At last they reached a chamber gasping and pulsating like the ribcage of some giant beast. In the middle of it stood a root pedestal towering, cinctured by light and shade. It looked more like a place to sit than the throat of the Tree, something that spoke and ate.

The child set his father down with near-affectionate care. "Rest," it said—word oddly human. "You have chosen."

Yusuf fell to his knees, palms against the plinth. He could feel, through the wood, the vibration of an ancient rhythm, and it was nothing like his heart. It was the book of the world closing a page.

He had to weep until tears no longer stayed, to yell and tear at his clothes and shout out the names he had held in the roots until the Tree of Wishes listened. Instead, he pressed his forehead against the pedestal and whispered, "I did what I could. I did what I could."
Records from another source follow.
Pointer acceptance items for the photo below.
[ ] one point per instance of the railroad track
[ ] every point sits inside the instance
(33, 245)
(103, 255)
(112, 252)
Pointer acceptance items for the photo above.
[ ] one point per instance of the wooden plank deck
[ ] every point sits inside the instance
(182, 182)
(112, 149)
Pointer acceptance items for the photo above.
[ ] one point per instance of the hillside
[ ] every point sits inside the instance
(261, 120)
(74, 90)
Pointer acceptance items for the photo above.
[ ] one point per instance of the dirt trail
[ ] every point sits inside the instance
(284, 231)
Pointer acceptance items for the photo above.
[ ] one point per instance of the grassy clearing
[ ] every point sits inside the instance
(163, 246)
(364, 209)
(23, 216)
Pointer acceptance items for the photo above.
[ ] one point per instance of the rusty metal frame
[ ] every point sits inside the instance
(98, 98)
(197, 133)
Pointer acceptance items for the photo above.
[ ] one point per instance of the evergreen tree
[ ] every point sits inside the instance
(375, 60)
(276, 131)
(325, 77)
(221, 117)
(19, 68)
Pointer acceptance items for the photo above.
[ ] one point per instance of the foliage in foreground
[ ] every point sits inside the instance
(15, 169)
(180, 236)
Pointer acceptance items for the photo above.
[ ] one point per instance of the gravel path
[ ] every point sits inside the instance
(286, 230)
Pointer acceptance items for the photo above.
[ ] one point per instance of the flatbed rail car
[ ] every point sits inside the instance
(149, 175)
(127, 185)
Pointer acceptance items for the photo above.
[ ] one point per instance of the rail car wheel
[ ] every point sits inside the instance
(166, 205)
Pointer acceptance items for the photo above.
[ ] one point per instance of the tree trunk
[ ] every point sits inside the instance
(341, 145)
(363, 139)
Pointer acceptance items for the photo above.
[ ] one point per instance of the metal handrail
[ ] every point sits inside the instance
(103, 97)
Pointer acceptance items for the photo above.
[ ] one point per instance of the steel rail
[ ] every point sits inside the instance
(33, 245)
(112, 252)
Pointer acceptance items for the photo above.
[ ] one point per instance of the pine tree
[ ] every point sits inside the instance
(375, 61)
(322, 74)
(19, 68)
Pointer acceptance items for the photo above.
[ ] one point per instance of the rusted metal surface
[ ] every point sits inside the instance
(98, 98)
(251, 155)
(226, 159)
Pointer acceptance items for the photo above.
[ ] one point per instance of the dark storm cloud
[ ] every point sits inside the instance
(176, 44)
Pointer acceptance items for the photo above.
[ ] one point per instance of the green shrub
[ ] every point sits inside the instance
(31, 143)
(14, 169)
The Codex lay open on his feet, ink spreading as if by the first legs of a crawling insect. On the rim someone—elsewhere—had written a single word in a hand that might have been his own or might have been his decades before:

Closer.

The Tree twitched once, a single long involuntary spasm. The child looked at him, and for a moment the blankness of its face held something that might almost have been pity.

"Now," it breathed. "You journey where few would be brave enough to tread behind you. The heart will not be gentle."

Yusuf rose. He looked at his father and was stunned at how small, how so utterly human the man seemed in the unfamiliar light. Yusuf leaned forward, pressed his palm to his father's cold hand, and said the one thing left that seemed rightfully his.

Forgive me for all I shall lose," he gasped.

The kid made a sound that might have been laughter, and they passed side by side through the Root's maw, into the darker pulsing where memory was uncut and salvation came at its own cost.